Поэтому вечером того же дня Багой, насупив для пущей солидности брови, предпринял то, что в мире Василисы называли превентивными мерами, – провел с девушкой воспитательную беседу на тему – можно или нельзя строить глазки посетителям. Ответ был один – нельзя. Улыбаться улыбайся, но только по острой необходимости, ежели харч пересолила или там муху в похлебке кто отыскал, а чтобы дальше этого – ни-ни, а то ишь…

Васька сделала серьезное лицо, проникновенно покивала и последовала совету работодателя. Ей нравилось в его трактире, и портить отношения с довольно адекватным в общем-то мужиком не хотелось, тем более в новом мире девушка еще не очень обжилась. Опять же Зария есть – на кого такую оставишь?

Поэтому стряпуха каждое утро принимала озабоченный вид и всячески старалась нацепить на лицо серьезную мину. Однако от Глена не скрывались веселые смешинки, искрами мелькавшие в ее глазах. Стряпуха была забавная. Невысокая, мягкая, улыбчивая, с ворохом кудрей. Очень уютная и в то же время очень отовсюду заметная.

Поэтому, несмотря на внезапно посерьезневшую кухарку, люди в харчевню шли. А Багой хмурился каждый раз, когда беззаботная работница забывалась и улыбалась незнакомцам во все десны. Трактирщик старался держать хохотушку хотя бы подальше от зачастившего в трактир дэйна, подсылая к тому колченогую Зарию.

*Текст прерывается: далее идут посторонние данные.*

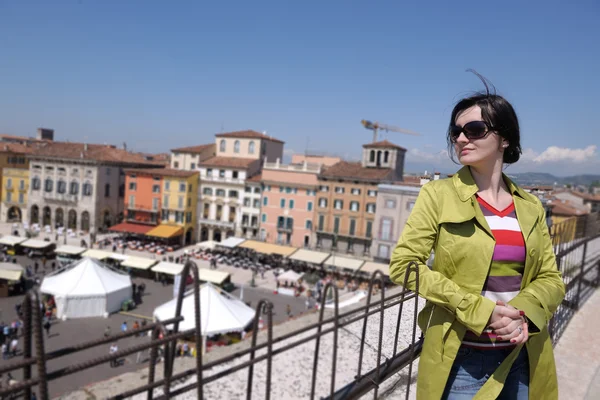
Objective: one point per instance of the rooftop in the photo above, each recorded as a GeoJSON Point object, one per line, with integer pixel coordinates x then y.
{"type": "Point", "coordinates": [168, 172]}
{"type": "Point", "coordinates": [355, 171]}
{"type": "Point", "coordinates": [231, 162]}
{"type": "Point", "coordinates": [194, 149]}
{"type": "Point", "coordinates": [383, 144]}
{"type": "Point", "coordinates": [248, 134]}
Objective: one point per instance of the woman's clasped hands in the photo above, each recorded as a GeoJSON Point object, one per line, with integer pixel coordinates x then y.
{"type": "Point", "coordinates": [508, 323]}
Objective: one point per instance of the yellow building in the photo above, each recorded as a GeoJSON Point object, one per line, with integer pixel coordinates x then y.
{"type": "Point", "coordinates": [180, 201]}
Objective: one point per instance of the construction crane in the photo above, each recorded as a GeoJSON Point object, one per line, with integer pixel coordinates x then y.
{"type": "Point", "coordinates": [376, 126]}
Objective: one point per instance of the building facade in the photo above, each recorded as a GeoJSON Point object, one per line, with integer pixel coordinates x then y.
{"type": "Point", "coordinates": [288, 203]}
{"type": "Point", "coordinates": [394, 204]}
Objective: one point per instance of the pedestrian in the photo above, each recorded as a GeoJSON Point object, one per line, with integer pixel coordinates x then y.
{"type": "Point", "coordinates": [485, 231]}
{"type": "Point", "coordinates": [113, 349]}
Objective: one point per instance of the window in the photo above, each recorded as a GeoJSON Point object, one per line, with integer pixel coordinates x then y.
{"type": "Point", "coordinates": [87, 189]}
{"type": "Point", "coordinates": [336, 225]}
{"type": "Point", "coordinates": [384, 251]}
{"type": "Point", "coordinates": [369, 229]}
{"type": "Point", "coordinates": [74, 188]}
{"type": "Point", "coordinates": [36, 183]}
{"type": "Point", "coordinates": [61, 187]}
{"type": "Point", "coordinates": [48, 185]}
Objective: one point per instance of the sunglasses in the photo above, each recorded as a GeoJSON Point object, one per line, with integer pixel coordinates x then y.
{"type": "Point", "coordinates": [472, 130]}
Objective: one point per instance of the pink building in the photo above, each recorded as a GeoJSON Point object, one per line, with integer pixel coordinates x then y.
{"type": "Point", "coordinates": [288, 203]}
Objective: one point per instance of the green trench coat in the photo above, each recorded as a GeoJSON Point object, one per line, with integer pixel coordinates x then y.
{"type": "Point", "coordinates": [447, 219]}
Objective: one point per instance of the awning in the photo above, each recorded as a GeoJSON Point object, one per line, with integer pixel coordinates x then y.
{"type": "Point", "coordinates": [138, 262]}
{"type": "Point", "coordinates": [10, 271]}
{"type": "Point", "coordinates": [268, 248]}
{"type": "Point", "coordinates": [213, 276]}
{"type": "Point", "coordinates": [369, 267]}
{"type": "Point", "coordinates": [70, 250]}
{"type": "Point", "coordinates": [231, 242]}
{"type": "Point", "coordinates": [309, 256]}
{"type": "Point", "coordinates": [344, 262]}
{"type": "Point", "coordinates": [165, 231]}
{"type": "Point", "coordinates": [11, 240]}
{"type": "Point", "coordinates": [36, 244]}
{"type": "Point", "coordinates": [127, 227]}
{"type": "Point", "coordinates": [168, 268]}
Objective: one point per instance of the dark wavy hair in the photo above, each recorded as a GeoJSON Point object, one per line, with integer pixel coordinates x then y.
{"type": "Point", "coordinates": [497, 112]}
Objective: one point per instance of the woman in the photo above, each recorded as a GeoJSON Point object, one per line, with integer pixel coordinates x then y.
{"type": "Point", "coordinates": [494, 283]}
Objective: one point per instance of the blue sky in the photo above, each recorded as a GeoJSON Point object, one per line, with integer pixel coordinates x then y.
{"type": "Point", "coordinates": [162, 74]}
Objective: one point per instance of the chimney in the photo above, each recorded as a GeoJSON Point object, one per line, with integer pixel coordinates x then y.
{"type": "Point", "coordinates": [45, 134]}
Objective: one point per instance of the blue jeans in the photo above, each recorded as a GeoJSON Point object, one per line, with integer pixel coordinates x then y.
{"type": "Point", "coordinates": [472, 368]}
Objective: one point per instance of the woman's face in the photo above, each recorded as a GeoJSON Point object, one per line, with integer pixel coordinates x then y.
{"type": "Point", "coordinates": [474, 152]}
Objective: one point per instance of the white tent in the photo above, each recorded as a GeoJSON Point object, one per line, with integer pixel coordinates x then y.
{"type": "Point", "coordinates": [220, 312]}
{"type": "Point", "coordinates": [87, 288]}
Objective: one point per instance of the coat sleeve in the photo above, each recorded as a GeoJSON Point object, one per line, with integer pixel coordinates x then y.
{"type": "Point", "coordinates": [540, 299]}
{"type": "Point", "coordinates": [415, 244]}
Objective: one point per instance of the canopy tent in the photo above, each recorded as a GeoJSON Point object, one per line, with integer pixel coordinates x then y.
{"type": "Point", "coordinates": [309, 256]}
{"type": "Point", "coordinates": [12, 240]}
{"type": "Point", "coordinates": [87, 289]}
{"type": "Point", "coordinates": [369, 267]}
{"type": "Point", "coordinates": [221, 312]}
{"type": "Point", "coordinates": [10, 271]}
{"type": "Point", "coordinates": [290, 276]}
{"type": "Point", "coordinates": [340, 262]}
{"type": "Point", "coordinates": [126, 227]}
{"type": "Point", "coordinates": [168, 268]}
{"type": "Point", "coordinates": [231, 242]}
{"type": "Point", "coordinates": [138, 262]}
{"type": "Point", "coordinates": [268, 248]}
{"type": "Point", "coordinates": [165, 231]}
{"type": "Point", "coordinates": [36, 244]}
{"type": "Point", "coordinates": [70, 250]}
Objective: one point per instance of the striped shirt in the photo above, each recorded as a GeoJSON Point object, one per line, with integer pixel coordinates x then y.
{"type": "Point", "coordinates": [508, 263]}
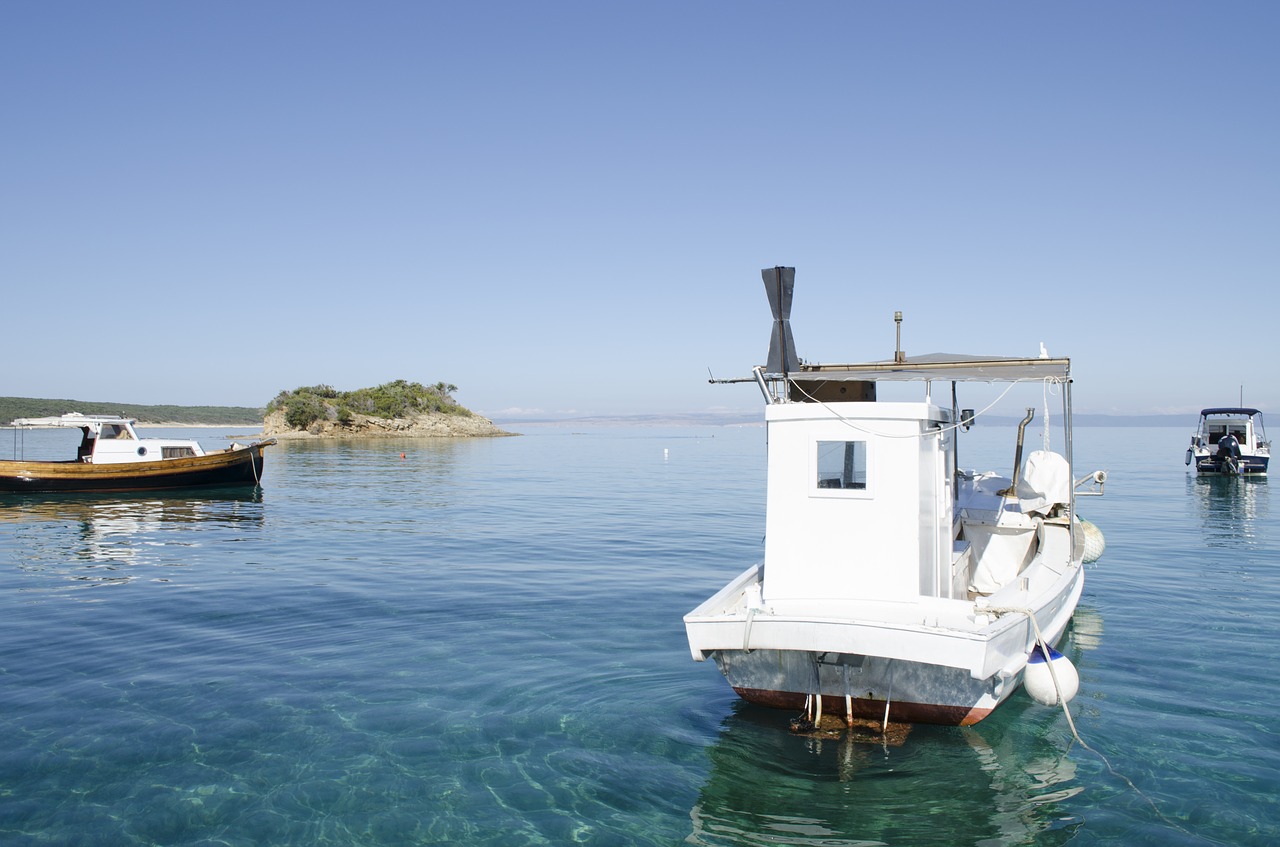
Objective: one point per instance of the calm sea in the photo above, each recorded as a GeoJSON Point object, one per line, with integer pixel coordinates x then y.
{"type": "Point", "coordinates": [480, 642]}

Вот и сейчас зыркнул на чернушку, чтобы поспешила, но та столь неловко собирала со столов грязные миски, что по всему было видно – сегодня дэйна обслуживать Василисе.

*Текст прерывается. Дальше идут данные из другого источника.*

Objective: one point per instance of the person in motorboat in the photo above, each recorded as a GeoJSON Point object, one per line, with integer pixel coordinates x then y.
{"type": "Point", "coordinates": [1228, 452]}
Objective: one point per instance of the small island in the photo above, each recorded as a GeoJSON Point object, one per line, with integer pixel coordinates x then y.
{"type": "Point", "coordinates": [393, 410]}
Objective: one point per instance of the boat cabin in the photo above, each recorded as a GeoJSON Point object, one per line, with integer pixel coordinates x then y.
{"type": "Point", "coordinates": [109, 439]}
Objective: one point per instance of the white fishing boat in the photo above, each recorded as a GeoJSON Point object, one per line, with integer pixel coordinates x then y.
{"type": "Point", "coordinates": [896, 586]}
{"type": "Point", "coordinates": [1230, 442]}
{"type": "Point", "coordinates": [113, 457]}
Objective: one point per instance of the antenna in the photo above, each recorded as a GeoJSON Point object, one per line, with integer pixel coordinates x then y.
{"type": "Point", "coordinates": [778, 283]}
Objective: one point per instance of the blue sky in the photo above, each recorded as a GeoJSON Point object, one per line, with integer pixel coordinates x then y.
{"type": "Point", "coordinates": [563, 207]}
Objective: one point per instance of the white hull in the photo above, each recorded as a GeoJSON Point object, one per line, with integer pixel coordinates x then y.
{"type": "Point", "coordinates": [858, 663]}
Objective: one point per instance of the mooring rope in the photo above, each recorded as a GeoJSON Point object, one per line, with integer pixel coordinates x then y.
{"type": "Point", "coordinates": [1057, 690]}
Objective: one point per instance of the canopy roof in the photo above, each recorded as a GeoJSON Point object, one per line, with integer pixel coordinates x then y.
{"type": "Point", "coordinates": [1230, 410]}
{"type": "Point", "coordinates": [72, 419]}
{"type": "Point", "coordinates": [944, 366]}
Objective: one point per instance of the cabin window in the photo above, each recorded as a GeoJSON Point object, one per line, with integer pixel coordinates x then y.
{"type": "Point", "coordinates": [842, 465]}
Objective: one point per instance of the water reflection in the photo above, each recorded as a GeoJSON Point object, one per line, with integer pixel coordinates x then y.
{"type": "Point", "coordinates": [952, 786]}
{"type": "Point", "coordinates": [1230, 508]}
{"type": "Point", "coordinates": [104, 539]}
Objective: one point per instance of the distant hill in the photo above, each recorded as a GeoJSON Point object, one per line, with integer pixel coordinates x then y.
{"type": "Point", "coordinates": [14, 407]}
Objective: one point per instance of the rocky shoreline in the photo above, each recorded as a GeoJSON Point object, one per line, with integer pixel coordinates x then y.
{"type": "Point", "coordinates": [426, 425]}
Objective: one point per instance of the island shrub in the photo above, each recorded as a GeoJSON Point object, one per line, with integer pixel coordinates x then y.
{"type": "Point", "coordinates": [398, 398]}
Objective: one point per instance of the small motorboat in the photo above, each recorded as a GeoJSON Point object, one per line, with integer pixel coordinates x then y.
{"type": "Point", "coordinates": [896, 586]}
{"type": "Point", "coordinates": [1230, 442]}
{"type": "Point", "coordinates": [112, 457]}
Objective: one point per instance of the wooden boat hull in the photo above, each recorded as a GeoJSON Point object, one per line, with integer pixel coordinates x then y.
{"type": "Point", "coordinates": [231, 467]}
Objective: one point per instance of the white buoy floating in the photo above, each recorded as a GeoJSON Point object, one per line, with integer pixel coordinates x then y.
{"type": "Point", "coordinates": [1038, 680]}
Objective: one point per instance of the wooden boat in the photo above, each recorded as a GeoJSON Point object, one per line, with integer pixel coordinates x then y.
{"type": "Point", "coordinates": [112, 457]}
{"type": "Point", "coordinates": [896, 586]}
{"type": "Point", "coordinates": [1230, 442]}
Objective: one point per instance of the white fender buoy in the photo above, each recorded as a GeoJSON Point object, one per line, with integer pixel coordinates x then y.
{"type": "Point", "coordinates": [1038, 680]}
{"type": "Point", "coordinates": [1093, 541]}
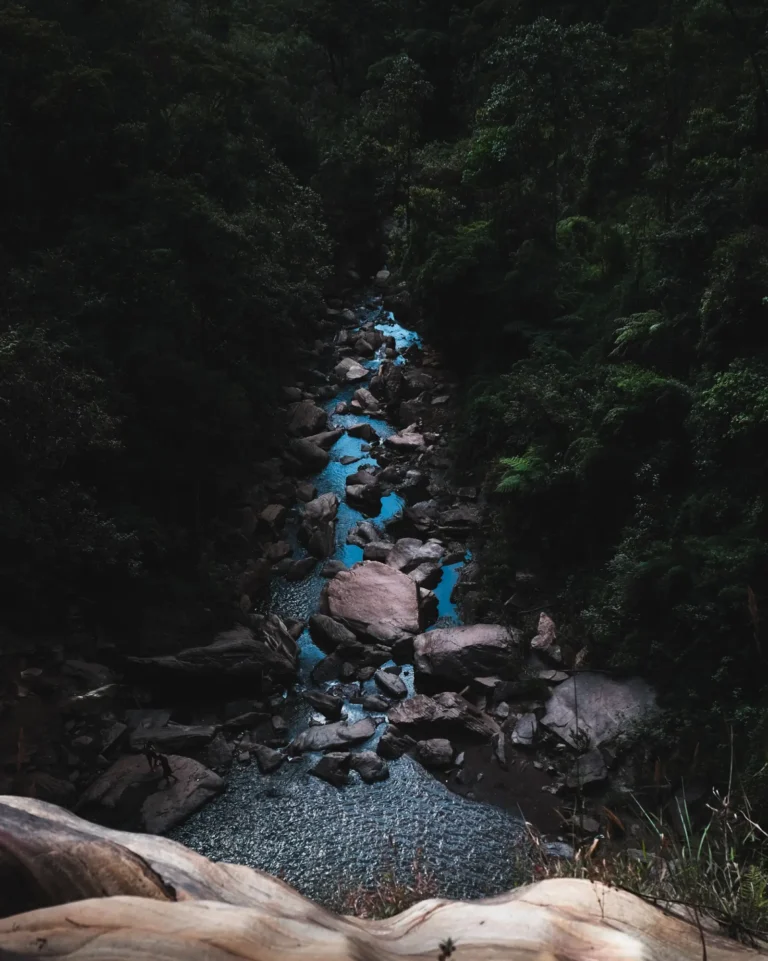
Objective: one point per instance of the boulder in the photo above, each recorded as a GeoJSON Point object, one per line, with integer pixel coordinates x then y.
{"type": "Point", "coordinates": [407, 441]}
{"type": "Point", "coordinates": [525, 730]}
{"type": "Point", "coordinates": [370, 766]}
{"type": "Point", "coordinates": [446, 715]}
{"type": "Point", "coordinates": [409, 552]}
{"type": "Point", "coordinates": [392, 685]}
{"type": "Point", "coordinates": [309, 456]}
{"type": "Point", "coordinates": [373, 593]}
{"type": "Point", "coordinates": [436, 752]}
{"type": "Point", "coordinates": [329, 634]}
{"type": "Point", "coordinates": [129, 793]}
{"type": "Point", "coordinates": [328, 737]}
{"type": "Point", "coordinates": [592, 709]}
{"type": "Point", "coordinates": [318, 525]}
{"type": "Point", "coordinates": [459, 654]}
{"type": "Point", "coordinates": [267, 758]}
{"type": "Point", "coordinates": [393, 744]}
{"type": "Point", "coordinates": [327, 704]}
{"type": "Point", "coordinates": [238, 656]}
{"type": "Point", "coordinates": [363, 431]}
{"type": "Point", "coordinates": [333, 768]}
{"type": "Point", "coordinates": [305, 418]}
{"type": "Point", "coordinates": [348, 370]}
{"type": "Point", "coordinates": [588, 769]}
{"type": "Point", "coordinates": [173, 738]}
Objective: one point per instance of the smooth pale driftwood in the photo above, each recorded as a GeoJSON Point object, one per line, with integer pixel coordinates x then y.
{"type": "Point", "coordinates": [190, 909]}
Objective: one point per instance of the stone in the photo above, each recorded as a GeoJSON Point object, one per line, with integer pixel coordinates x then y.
{"type": "Point", "coordinates": [370, 766]}
{"type": "Point", "coordinates": [329, 634]}
{"type": "Point", "coordinates": [409, 552]}
{"type": "Point", "coordinates": [447, 714]}
{"type": "Point", "coordinates": [363, 431]}
{"type": "Point", "coordinates": [349, 371]}
{"type": "Point", "coordinates": [318, 525]}
{"type": "Point", "coordinates": [305, 418]}
{"type": "Point", "coordinates": [373, 593]}
{"type": "Point", "coordinates": [392, 686]}
{"type": "Point", "coordinates": [273, 517]}
{"type": "Point", "coordinates": [375, 703]}
{"type": "Point", "coordinates": [377, 551]}
{"type": "Point", "coordinates": [407, 441]}
{"type": "Point", "coordinates": [328, 705]}
{"type": "Point", "coordinates": [459, 654]}
{"type": "Point", "coordinates": [268, 759]}
{"type": "Point", "coordinates": [129, 793]}
{"type": "Point", "coordinates": [393, 744]}
{"type": "Point", "coordinates": [588, 769]}
{"type": "Point", "coordinates": [238, 656]}
{"type": "Point", "coordinates": [525, 730]}
{"type": "Point", "coordinates": [309, 456]}
{"type": "Point", "coordinates": [589, 710]}
{"type": "Point", "coordinates": [333, 768]}
{"type": "Point", "coordinates": [436, 752]}
{"type": "Point", "coordinates": [332, 736]}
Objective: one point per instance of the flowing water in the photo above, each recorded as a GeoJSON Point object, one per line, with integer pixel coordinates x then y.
{"type": "Point", "coordinates": [322, 839]}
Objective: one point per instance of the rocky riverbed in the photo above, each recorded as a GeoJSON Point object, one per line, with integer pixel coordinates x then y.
{"type": "Point", "coordinates": [316, 737]}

Хлопнула дверь, но харчевник этого не услышал, поскольку весь сосредоточился на мысли о несовершенстве мира и непостоянстве баб.

– Дэйн, а дэйн, что-то ты сюда едва не каждый день ходишь. – Напротив того, от кого Багой ревностно старался держать в стороне стряпуху, остановился высокий рыжеволосый мужчина.

Хищное лицо придавало ему определенное сходство с ястребом, чуть прищуренные синие глаза смотрели пронзительно и испытующе.

– Здравствуй… отец, – с небольшой заминкой произнес дэйн.

Во взгляде жреца промелькнуло мстительное удовольствие. О-о-о… он знал, как такие не любят служителей храмов, говорящих напрямую с богами! К тому же какой он ему отец? Они были ровесниками.